JFS : Il a débuté il y a un peu plus d’un an et nous a permis d’aller très vite sur des sujets complexes. Il nous apporte la puissance de GCP, des compétences techniques, celles de Google et celles de ses partenaires, par exemple ArkeUp, très pointu en termes de mapping et de développement d’outils. Nous avons aussi bénéficié d’une approche différente de l’industrie automobile sur la gestion de projet, consistant à combiner une grande rapidité d’action et un niveau d’ambition très élevé.
Quelle dimension a apporté l’implémentation de la solution de tracking de Shippeo ?
JFS : Cette solution, qui nous permet d’avoir des prévisions d’arrivée de nos pièces en temps réel, est le fruit d’un travail collaboratif, dans lequel une startup française spécialiste du tracking a accepté de s’engager avec un chargeur. Leur aptitude à codévelopper et comprendre nos problématiques métiers était le premier critère qui nous a déterminé à travailler avec eux. L’autre étant la fiabilité de leur outil en termes d’ETA. Une grande partie de la qualité des informations de la supply chain dépend en effet de nos transporteurs.
En fiabilisant le transport, nous sécurisons le système industriel de bout en bout
Quel est le ROI de la control tower à ce stade de développement ?
QNN : Tout d’abord nous réduisons les coûts de dépannages grâce à une meilleure anticipation des actions. Nous visons aussi une réduction des coûts de retouche des véhicules en évitant de devoir fabriquer des incomplets par manque de pièces. Enfin, en fiabilisant le transport, nous sécurisons le système industriel de bout en bout, ce qui permet de réduire les stocks de sécurité mis en œuvre par précaution.
Affiner le pilotage de la supply chain vous donne-t-il également une arme pour lutter contre les ruptures d’approvisionnement ?

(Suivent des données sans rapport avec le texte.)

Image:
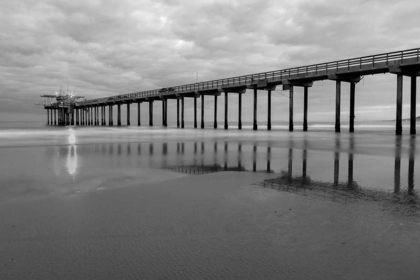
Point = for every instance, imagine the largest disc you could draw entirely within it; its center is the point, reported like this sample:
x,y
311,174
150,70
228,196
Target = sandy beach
x,y
77,204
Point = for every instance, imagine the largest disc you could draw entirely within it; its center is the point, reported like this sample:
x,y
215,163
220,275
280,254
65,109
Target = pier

JFS : Une meilleure visibilité sur la réalité des approvisionnements et le délai précis d’arrivée des pièces permet en effet aux usines d’anticiper des contre-mesures et de mieux organiser le temps des équipes de production. Si l’on prend l’exemple du maritime, que nous allons basculer bientôt dans le périmètre du service apporté par Shippeo, l’un de nos besoins est de pouvoir anticiper les saturations de port et d’avoir une visibilité sur les possibilités de décharger dans les ports voisins. Nous pouvons ainsi anticiper également le transport routier nécessaire pour aller chercher les conteneurs.
Comment organisez-vous le partage de ces informations dans l’entreprise ?

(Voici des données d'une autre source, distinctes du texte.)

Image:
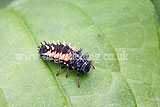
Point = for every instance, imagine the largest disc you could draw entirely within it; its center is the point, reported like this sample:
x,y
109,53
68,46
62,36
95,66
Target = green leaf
x,y
157,8
114,27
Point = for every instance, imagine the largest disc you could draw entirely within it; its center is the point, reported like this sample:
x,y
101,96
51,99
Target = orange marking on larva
x,y
57,55
47,46
74,48
68,56
47,54
62,57
52,54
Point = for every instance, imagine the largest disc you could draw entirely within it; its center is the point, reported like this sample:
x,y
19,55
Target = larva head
x,y
86,67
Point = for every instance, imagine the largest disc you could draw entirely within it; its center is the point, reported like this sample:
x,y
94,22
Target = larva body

QNN : Les premiers concernés sont les responsables logistiques des usines et les directeurs d’usine. Cette année, nous sommes donc en train de donner accès à l’ensemble des sites industriels. Cela va avec le fait de donner plus d’autonomie à chaque pôle industriel dans la gestion de ses approvisionnements.
Dans ce metaverse, l’ensemble de nos données, à la fois nos véhicules, nos processus, nos transports, est modélisé, représenté par des data
A travers ce projet le partage de la data a-t-il aussi pour effet de décloisonner la fonction supply chain par rapport au reste de l’organisation ?
JFS : Oui, mais il doit aussi permettre de désiloter les autres fonctions. C’est un peu le sens du projet de metaverse industriel que nous avons présenté à Flins. Dans ce metaverse, l’ensemble de nos données, à la fois nos véhicules, nos processus, nos transports, est modélisé, représenté par des data. Nous pouvons manipuler ce modèle digital de notre business à très grande vitesse, dans toutes les directions pour simuler et interagir avec les opérations à un niveau que nous étions incapables d’atteindre auparavant. Nous sommes peut-être un peu plus avancés au niveau de la supply en termes de structuration des données, mais toutes les fonctions sont en train de bouger dans ce sens.